Although the title of Phair’s debut album could stand on its own as a hip feminist jingle for the ‘90s, it’s really the 26-year-old singer-songwriter’s description of her place among the alternative-rock boys in her Chicago home base.

The album is full of the soul-baring rawness and bittersweet female admissions that made Polly Jean Harvey a heartthrob in Guyvilles nationwide. Smart and insightful lyrics wind through the 18 numbers.

Phair sings about sloppy roommates, slick soap stars and sleaze-bag boyfriends--first in casual, flat ‘n’ low tones, her voice then rising to reach a cleaner, folkie pitch. She doesn’t need to scream or growl to get her angrier points across; she just stiffens up her tone and from there, the Angst rips. She sings over simple and sometimes charmingly sloppy acoustic and electric arrangements that are based in three-chord rock ‘n’ roll.

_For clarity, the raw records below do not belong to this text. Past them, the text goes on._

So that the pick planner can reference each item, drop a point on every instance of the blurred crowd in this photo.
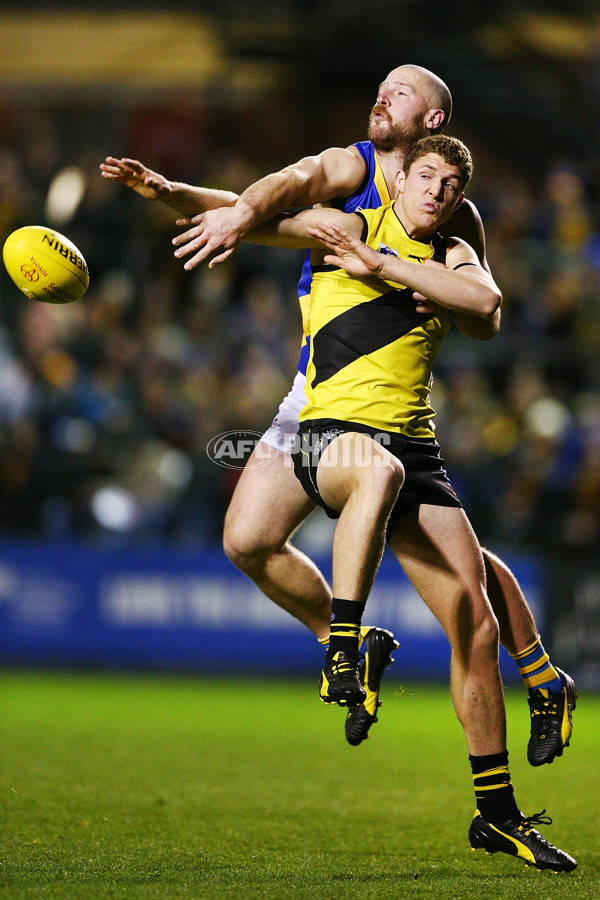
(107, 405)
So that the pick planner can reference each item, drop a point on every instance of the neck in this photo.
(391, 162)
(415, 232)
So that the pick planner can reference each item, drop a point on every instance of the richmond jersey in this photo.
(372, 353)
(372, 193)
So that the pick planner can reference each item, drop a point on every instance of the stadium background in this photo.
(110, 510)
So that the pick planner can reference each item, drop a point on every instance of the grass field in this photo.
(165, 787)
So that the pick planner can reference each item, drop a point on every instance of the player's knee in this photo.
(243, 548)
(486, 637)
(382, 482)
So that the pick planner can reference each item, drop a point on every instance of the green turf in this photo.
(158, 787)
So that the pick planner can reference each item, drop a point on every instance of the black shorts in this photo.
(425, 479)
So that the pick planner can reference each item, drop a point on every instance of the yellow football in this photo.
(45, 265)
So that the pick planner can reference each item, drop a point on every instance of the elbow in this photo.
(490, 305)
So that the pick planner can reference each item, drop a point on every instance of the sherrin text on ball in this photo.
(45, 265)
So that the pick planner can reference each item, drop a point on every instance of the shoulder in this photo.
(460, 251)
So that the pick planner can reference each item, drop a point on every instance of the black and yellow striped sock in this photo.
(536, 670)
(344, 634)
(494, 792)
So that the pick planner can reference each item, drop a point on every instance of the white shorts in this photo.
(284, 428)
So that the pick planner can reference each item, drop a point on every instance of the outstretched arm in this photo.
(461, 286)
(217, 234)
(184, 198)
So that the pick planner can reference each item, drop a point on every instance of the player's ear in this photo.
(434, 119)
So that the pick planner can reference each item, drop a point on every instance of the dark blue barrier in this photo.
(71, 604)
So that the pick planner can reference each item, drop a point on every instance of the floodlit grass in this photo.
(165, 787)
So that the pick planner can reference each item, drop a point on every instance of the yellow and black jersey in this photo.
(369, 195)
(372, 353)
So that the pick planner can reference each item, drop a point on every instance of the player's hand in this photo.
(216, 235)
(137, 176)
(424, 304)
(351, 254)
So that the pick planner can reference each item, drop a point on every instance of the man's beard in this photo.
(386, 136)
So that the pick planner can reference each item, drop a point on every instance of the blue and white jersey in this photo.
(370, 194)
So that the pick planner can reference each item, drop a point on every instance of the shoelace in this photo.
(342, 666)
(543, 706)
(527, 825)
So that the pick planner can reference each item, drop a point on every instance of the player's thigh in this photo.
(355, 461)
(268, 503)
(439, 551)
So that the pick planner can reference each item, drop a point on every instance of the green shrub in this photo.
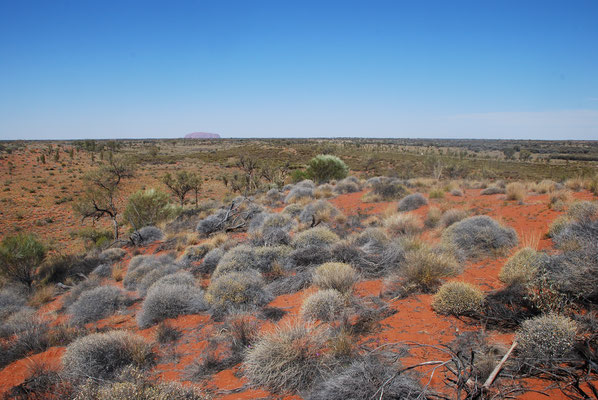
(239, 258)
(363, 378)
(20, 255)
(102, 356)
(436, 194)
(134, 384)
(546, 338)
(325, 167)
(452, 216)
(334, 275)
(458, 298)
(288, 359)
(148, 207)
(324, 305)
(299, 175)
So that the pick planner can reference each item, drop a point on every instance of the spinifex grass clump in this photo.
(480, 236)
(458, 298)
(288, 359)
(102, 356)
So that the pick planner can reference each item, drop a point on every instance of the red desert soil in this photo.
(414, 321)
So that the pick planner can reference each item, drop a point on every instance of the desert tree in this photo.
(147, 207)
(101, 188)
(20, 255)
(182, 183)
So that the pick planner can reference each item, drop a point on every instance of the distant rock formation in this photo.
(202, 135)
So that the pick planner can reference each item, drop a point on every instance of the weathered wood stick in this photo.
(496, 370)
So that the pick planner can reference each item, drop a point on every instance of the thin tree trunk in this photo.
(115, 228)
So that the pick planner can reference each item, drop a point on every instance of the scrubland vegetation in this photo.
(313, 279)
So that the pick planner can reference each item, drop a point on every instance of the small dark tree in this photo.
(182, 183)
(325, 167)
(147, 207)
(20, 255)
(100, 192)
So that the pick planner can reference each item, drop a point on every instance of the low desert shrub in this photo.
(403, 224)
(299, 193)
(169, 300)
(102, 271)
(335, 275)
(194, 254)
(134, 383)
(239, 258)
(424, 269)
(97, 303)
(318, 237)
(277, 221)
(305, 258)
(371, 253)
(112, 255)
(146, 235)
(20, 255)
(102, 356)
(288, 359)
(522, 267)
(30, 335)
(273, 196)
(516, 191)
(480, 236)
(449, 217)
(324, 191)
(325, 167)
(237, 289)
(324, 305)
(11, 300)
(269, 259)
(289, 283)
(492, 190)
(318, 211)
(412, 202)
(561, 196)
(145, 270)
(547, 338)
(242, 329)
(212, 223)
(364, 377)
(292, 210)
(583, 210)
(433, 217)
(458, 298)
(154, 276)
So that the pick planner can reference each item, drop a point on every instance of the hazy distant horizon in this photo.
(431, 69)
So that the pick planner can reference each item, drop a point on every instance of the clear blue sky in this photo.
(483, 69)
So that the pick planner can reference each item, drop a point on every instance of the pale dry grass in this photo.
(516, 191)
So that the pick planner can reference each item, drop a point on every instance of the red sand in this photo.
(414, 320)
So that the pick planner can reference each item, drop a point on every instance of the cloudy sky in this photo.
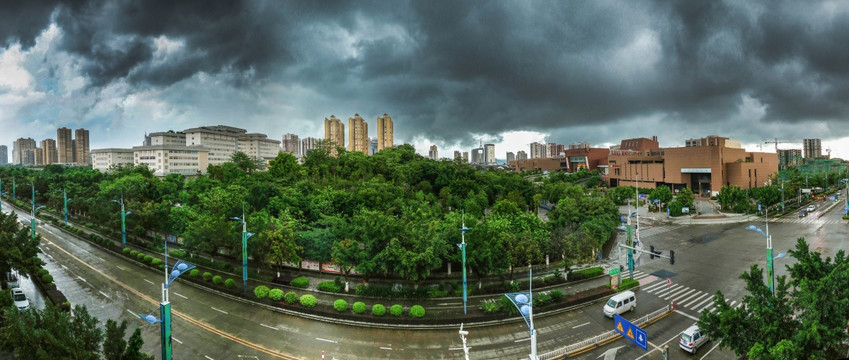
(450, 73)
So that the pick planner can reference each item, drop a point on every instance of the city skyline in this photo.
(599, 72)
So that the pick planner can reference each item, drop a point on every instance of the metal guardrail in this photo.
(600, 339)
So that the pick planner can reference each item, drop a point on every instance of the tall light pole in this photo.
(462, 246)
(123, 219)
(245, 236)
(165, 307)
(524, 302)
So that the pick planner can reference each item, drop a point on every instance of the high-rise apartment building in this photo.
(358, 135)
(49, 153)
(291, 144)
(81, 147)
(334, 131)
(385, 132)
(812, 148)
(64, 145)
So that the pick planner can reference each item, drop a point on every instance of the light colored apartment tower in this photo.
(49, 154)
(489, 154)
(81, 147)
(103, 160)
(334, 130)
(358, 134)
(433, 153)
(291, 144)
(219, 141)
(64, 146)
(385, 132)
(812, 148)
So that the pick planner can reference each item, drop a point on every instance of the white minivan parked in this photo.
(620, 303)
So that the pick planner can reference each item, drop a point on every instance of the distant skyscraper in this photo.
(358, 134)
(385, 132)
(812, 148)
(291, 144)
(81, 147)
(64, 146)
(334, 131)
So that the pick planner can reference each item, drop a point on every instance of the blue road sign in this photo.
(630, 331)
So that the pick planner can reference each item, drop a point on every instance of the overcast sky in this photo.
(450, 73)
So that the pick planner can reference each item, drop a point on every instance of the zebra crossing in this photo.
(685, 297)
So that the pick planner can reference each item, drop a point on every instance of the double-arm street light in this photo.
(245, 236)
(524, 302)
(123, 219)
(165, 307)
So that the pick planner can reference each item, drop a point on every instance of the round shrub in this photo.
(417, 311)
(300, 282)
(276, 294)
(308, 300)
(290, 297)
(261, 292)
(340, 305)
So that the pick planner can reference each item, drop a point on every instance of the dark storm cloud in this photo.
(447, 69)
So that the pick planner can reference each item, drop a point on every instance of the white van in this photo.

Regardless of how she’ll be pegged in the upcoming months--angry woman fighting for the feminist cause or neato gal worshiped by college-rock guys--she’s one of the few who can spill her guts in an accessible and entertaining way.


New albums are rated on a scale of one star (poor), two stars (fair), three stars (good) and four stars (excellent).